DataBiosphere / dsub

Open-source command-line tool to run batch computing tasks and workflows on backend services such as Google Cloud.
Apache License 2.0
261 stars 43 forks source link

Using Hail with dsub #265

Open buutrg opened 1 year ago

buutrg commented 1 year ago

Hi all, I am trying to use hail via dsub to extract a subset of variants in All of Us server. I think this is the most relevant image I can use https://github.com/DataBiosphere/terra-docker/tree/master/terra-jupyter-hail

But it result in error that pyspark is not found. I tried to install pyspark from https://dlcdn.apache.org/spark/spark-3.1.3/spark-3.1.3-bin-hadoop3.tgz. Now it says No FileSystem for scheme "gs".

May I ask do you have any idea how to use hail via dsub? Your help is really appreciated!

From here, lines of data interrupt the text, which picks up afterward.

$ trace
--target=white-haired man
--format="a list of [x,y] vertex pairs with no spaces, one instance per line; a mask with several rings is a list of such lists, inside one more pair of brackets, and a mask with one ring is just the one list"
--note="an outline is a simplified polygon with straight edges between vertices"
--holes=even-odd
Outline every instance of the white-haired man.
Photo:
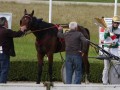
[[[108,52],[119,56],[118,54],[118,42],[120,41],[120,28],[118,28],[120,24],[120,17],[114,16],[112,18],[112,26],[108,28],[108,30],[104,33],[104,49]],[[108,44],[109,43],[109,44]],[[110,60],[104,60],[104,69],[103,69],[103,84],[108,84],[108,71],[110,68]]]
[[81,84],[82,79],[82,55],[86,51],[87,41],[84,35],[77,30],[77,27],[78,24],[76,22],[70,22],[70,30],[66,33],[62,33],[62,27],[58,28],[58,37],[64,38],[66,45],[66,84],[72,84],[72,75],[74,72],[75,80],[73,84]]

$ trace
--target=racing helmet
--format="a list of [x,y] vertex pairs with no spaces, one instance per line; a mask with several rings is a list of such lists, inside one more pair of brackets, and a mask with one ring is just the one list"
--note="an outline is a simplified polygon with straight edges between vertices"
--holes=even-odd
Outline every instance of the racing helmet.
[[120,17],[119,17],[119,16],[114,16],[114,17],[112,18],[112,21],[113,21],[113,22],[118,22],[118,23],[120,23]]

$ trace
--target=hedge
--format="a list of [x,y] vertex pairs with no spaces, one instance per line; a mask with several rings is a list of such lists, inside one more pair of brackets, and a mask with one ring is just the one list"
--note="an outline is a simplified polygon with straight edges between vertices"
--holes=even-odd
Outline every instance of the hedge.
[[[62,81],[61,67],[63,62],[55,61],[53,64],[54,81]],[[48,62],[44,62],[42,81],[48,80]],[[36,81],[37,61],[11,61],[8,80],[9,81]],[[90,82],[100,83],[102,77],[103,63],[90,63]],[[84,82],[84,78],[83,78]]]

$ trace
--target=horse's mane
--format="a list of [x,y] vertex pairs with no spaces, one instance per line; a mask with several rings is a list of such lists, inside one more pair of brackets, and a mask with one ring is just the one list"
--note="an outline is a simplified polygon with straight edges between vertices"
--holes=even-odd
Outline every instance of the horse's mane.
[[43,19],[32,17],[31,31],[36,31],[34,34],[37,38],[44,38],[46,35],[57,36],[57,28],[52,23],[43,21]]
[[52,26],[54,26],[54,24],[45,22],[42,18],[37,19],[36,17],[32,17],[31,27],[34,29],[41,30]]

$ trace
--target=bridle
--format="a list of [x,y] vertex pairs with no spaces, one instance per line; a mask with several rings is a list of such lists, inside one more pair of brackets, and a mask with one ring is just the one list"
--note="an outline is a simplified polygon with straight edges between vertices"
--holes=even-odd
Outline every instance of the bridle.
[[[28,23],[28,27],[27,27],[27,30],[29,30],[31,22],[32,22],[32,17],[30,15],[27,15],[27,14],[23,16],[23,18],[25,18],[25,17],[28,17],[30,19],[29,23]],[[21,24],[21,20],[20,20],[20,24]],[[56,24],[54,26],[51,26],[51,27],[48,27],[48,28],[44,28],[44,29],[39,29],[39,30],[35,30],[35,31],[26,31],[25,35],[30,34],[30,33],[34,33],[34,32],[40,32],[40,31],[48,30],[48,29],[51,29],[51,28],[58,28],[58,27],[59,27],[59,25]]]
[[[30,19],[30,20],[29,20],[29,23],[28,23],[28,27],[27,27],[27,30],[29,30],[29,29],[30,29],[30,24],[31,24],[31,22],[32,22],[32,17],[31,17],[30,15],[25,14],[25,15],[22,17],[22,19],[25,18],[25,17],[27,17],[27,18]],[[20,20],[20,25],[21,25],[21,23],[22,23],[22,19]]]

wnojopra commented 1 year ago

It sounds like you're running dsub on the AoU platform. From this Aou Support Article, "Within the Researcher Workbench, internet access is restricted from batch VMs. With the exception of Google APIs, VMs are unable to send or receive network traffic including files, APIs, or packages/code". This isn't specifically a dsub issue. Please reach out to AoU support for help installing pyspark in that image.